Use of belief propagation directly as the decoding algorithm while optimal in terms of error correction capacity does not always converge quickly to produce a codeword. This can present a problem.
In standard normalized layered min-sum LDPC decoding, the attenuation factor is not subject to change during the decoding procedure, the attenuation factor remains the same regardless of the layer of the structure upon which the min-sum calculation is being performed. Utilizing the same attenuation factor for all the layers during the decoding procedure may not yield the best decoding performance, because the calculations for the second layer already utilize an input which is cleaner than the input used during the calculations on the first layer. This may present a problem.
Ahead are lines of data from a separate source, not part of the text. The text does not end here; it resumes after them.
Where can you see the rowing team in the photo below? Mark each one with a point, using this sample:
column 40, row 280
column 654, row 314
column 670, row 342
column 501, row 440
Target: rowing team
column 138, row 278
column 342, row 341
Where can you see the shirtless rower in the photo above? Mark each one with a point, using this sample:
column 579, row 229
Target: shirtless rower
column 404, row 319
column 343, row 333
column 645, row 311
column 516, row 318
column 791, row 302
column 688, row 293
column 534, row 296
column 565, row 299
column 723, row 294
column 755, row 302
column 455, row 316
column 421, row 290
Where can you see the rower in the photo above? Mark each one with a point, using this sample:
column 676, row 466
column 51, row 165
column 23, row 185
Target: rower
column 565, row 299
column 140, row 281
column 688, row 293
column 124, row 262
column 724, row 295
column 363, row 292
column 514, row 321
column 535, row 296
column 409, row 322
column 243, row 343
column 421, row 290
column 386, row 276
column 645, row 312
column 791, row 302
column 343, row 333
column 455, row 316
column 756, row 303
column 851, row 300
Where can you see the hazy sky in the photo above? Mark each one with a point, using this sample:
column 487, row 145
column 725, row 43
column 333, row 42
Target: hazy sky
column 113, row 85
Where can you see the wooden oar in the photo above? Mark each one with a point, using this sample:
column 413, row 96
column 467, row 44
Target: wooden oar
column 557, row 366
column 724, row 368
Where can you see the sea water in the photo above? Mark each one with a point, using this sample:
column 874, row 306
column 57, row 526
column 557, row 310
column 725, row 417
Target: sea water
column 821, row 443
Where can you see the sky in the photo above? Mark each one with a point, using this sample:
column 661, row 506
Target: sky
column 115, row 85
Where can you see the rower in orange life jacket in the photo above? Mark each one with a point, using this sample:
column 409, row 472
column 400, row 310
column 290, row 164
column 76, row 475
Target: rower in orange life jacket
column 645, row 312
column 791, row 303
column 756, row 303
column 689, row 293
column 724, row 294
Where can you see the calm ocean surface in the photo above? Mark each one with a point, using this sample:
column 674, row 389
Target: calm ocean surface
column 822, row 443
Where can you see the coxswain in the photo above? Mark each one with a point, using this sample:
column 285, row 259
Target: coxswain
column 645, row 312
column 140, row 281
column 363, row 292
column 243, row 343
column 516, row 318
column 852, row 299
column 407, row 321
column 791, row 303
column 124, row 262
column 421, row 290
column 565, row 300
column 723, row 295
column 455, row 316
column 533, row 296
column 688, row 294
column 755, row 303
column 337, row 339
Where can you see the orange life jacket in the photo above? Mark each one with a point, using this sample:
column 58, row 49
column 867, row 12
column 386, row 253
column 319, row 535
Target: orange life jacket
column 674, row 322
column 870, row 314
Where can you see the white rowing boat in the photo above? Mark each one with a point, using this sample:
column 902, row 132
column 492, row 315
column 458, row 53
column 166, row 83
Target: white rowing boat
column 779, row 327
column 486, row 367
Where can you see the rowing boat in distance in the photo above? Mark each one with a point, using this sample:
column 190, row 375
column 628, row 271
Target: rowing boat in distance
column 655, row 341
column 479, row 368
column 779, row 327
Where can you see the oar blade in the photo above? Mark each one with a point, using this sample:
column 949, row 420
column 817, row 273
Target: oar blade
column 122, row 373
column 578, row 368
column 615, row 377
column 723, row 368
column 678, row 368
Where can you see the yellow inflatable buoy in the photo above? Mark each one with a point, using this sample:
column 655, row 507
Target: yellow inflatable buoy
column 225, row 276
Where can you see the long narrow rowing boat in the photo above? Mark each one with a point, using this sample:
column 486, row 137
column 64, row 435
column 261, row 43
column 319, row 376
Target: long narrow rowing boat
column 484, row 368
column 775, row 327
In the standard normalized min-sum algorithm, the attenuation factor is computed by comparing the value obtained with the belief propagation algorithm and the min-sum algorithm for the entire parity check matrix associated with a codeword. In other words, the attenuation factor is computed as the ratio of the average value in check node processing computed with belief propagation and the average value in check node processing computed with the min-sum algorithm. This may present a problem.